Enlarge / ProtonMail offers end-to-end encryption and a clear focus on privacy for its email service – which offers a user interface pretty similar to mainstream services like Gmail.

This weekend it became known that the anonymous e-mail service ProtonMail, which focuses on security / data protection, has disclosed the IP address and browser fingerprint of a French climate activist to Swiss authorities. This move apparently violated the policy of the well-known service, which as recently as last week said that “by default we do not keep IP logs that can be linked to your anonymous email account”.

After ProtonMail provided the activist’s metadata to the Swiss authorities, ProtonMail removed the section that had promised no IP protocols and replaced it with one that said, “ProtonMail is a privacy-respecting email Put people (not advertisers) first. “

No logging “by default”

  • The phrase “by default” did a lot of work on the old ProtonMail front page.

  • The new snippet “Your data, your rules” offers a much less specific guarantee for data protection and highlights the optional Tor onion network service from ProtonMail.

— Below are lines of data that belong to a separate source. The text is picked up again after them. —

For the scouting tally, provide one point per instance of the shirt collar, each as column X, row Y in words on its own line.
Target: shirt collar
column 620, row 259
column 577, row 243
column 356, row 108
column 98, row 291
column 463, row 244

As usual, the devil is in the details – ProtonMail’s original policy was simply that the service did not keep IP logs “by default”. However, as a Swiss company itself, ProtonMail was obliged to comply with an injunction issued by a Swiss court requiring the IP address and browser fingerprint information to be logged for a specific ProtonMail account.

This account was run by the Paris section of Youth for Climate, which Wikipedia describes as a Greta Thunberg-inspired movement that focuses on students who skip Friday classes to participate in protests.

According to several statements by ProtonMail on Monday, the company was unable to contest the Swiss request for IP logging for this account. The service could not be called because a Swiss law had actually been violated and because “legal remedies for serious crimes” were used. ProtonMail believes the tools were not appropriate for the case at hand, but the company was legally responsible for complying with their use.

Break out your Tor browser

In addition to removing the misleading (if technically correct) reference to its “standard” logging policy, ProtonMail promised to highlight activists’ use of the Tor network. The new “Your Information, Your Rules” section on the ProtonMail front page links directly to a landing page that gathers information about using Tor to access ProtonMail.


Using Tor to access ProtonMail can accomplish what ProtonMail itself does not legally prohibit: obfuscating its users’ IP addresses. Because the Tor network itself hides the users’ network origin before packets ever reach ProtonMail, even a valid subpoena cannot get this information out of ProtonMail – because the company never gets the data.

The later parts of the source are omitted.